Расследование в Генеплане какое-то время обойдется без его присутствия. Ученые и техники, явившиеся на работу, были отправлены по домам со строгим наказом не появляться до специального уведомления. Компьютерные гении из Бюро по оборонной безопасности разыскивали относящиеся к проекту «Уайлдкард» файлы в банках данных Генеплана, но их работа требовала такого высокого профессионального уровня, что Шарп не мог не то что руководить ею, но и просто понять, что к чему.
Он позвонил нескольким федеральным агентам в Вашингтоне в поисках информации о больнице и докторе Гансе Уэрфелле, которую можно было бы использовать, чтобы на этого Уэрфелла поднажать, и получил ее. Затем погрузился в ожидающий его вертолет и, довольный, что снова находится в движении, полетел через пустыню в Палм-Спрингс.
До аэропорта в Палм-Спрингс Рейчел и Бен доехали на такси, там взяли напрокат новый «форд» и, вернувшись в город как раз к открытию магазинов в половине десятого, были первыми покупателями в магазине одежды. Она купила себе светло-коричневые джинсы, бледно-желтую блузку, толстые белые носки и кроссовки «Адидас». Бен приобрел голубые джинсы, белую рубашку, длинные носки и туфли. Они переоделись, сняв с себя грязную помятую одежду в общественном туалете на заправочной станции в конце Палм Каньон-драйв. Потом, не желая тратить время на остановку ради завтрака, а также боясь, что их кто-то узнает, схватили пару бутербродов с яичницей и кофе в «Макдональдсе», чтобы поесть в пути.

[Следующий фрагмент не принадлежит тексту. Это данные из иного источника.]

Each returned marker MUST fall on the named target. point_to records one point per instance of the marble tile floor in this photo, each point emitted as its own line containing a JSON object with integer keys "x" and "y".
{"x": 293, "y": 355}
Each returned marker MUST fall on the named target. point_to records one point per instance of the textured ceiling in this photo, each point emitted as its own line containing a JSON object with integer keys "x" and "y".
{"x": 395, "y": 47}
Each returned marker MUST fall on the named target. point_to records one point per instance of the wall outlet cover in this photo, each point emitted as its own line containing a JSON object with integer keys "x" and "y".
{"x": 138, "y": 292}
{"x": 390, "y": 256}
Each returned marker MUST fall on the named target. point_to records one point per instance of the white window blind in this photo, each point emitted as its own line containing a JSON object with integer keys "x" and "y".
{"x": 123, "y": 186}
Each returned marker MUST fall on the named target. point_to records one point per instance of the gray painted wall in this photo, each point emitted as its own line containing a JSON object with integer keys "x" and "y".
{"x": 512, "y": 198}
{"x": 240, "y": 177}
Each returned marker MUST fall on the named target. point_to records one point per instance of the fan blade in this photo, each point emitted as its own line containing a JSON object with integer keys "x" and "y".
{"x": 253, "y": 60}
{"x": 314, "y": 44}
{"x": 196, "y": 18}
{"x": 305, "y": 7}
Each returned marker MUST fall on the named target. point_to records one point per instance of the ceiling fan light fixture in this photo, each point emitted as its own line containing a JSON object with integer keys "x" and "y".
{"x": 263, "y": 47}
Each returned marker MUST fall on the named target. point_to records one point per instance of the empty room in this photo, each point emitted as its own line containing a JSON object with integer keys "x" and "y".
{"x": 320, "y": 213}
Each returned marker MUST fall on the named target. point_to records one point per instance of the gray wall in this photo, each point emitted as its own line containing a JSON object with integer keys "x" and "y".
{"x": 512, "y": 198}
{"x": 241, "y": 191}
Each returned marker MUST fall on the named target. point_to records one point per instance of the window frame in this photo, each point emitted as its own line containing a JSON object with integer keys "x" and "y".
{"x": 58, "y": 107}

Каким-то непостижимым образом Рейчел передала Бену свое предчувствие надвигающейся смерти и то внезапное ощущение, почти предвидение, что у них не остается времени, охватившее ее в мотеле сразу после того, как они любили друг друга во второй раз. Хотя Бен и пытался успокоить ее, уверить, что все будет в порядке, он сам с каждой минутой все больше нервничал. Они были похожи на двух животных, инстинктивно ощущавших приближение страшной бури.
Сожалея, что они не могут забрать ее красный «Мерседес», значительно более быстрый, чем «Форд», Рейчел откинулась на спинку пассажирского сиденья, без энтузиазма пережевывая бутерброд, в то время как Бен вел машину на север по шоссе 111, а затем к западу по шоссе 10. Хотя он выжимал из «Форда» больше, чем смог бы сделать кто-нибудь другой, обращаясь с ним умело и слегка небрежно, как истый профессионал, чего вряд ли можно было ожидать от торговца недвижимостью, им все равно не достичь охотничьего домика Эрика раньше чем к часу дня.
Дай Бог, чтобы они не опоздали.
Она старалась не думать, каким будет Эрик, когда они найдут его, если, конечно, им это удастся.
Глава 18
Белая горячка зомби
Бешеный гнев прошел, и Эрик снова обрел способность соображать, насколько это было возможно в его состоянии. Он находился в полностью разгромленной спальне охотничьего домика, где порушил все, до чего смог дотянуться. В голове пульсировала сильная, резкая боль, более тупая боль ощущалась во всем теле. Суставы распухли и почти потеряли подвижность. Глаза жгло, они видели плохо и слезились. Болели зубы, а во рту ощущался вкус пепла.
Как и всегда после приступа ярости, настроение Эрика было мрачным. Ему казалось, что он живет в сером мире, где все краски выгорели, звуки приглушены, очертания предметов размыты и где любой свет, вне зависимости от источника, казался туманным и слишком слабым. Создавалось впечатление, что ярость иссушала его, забирала все силы, вынуждая снова восстанавливать энергию. Двигался он рывками, иногда неуклюже, и с трудом соображал.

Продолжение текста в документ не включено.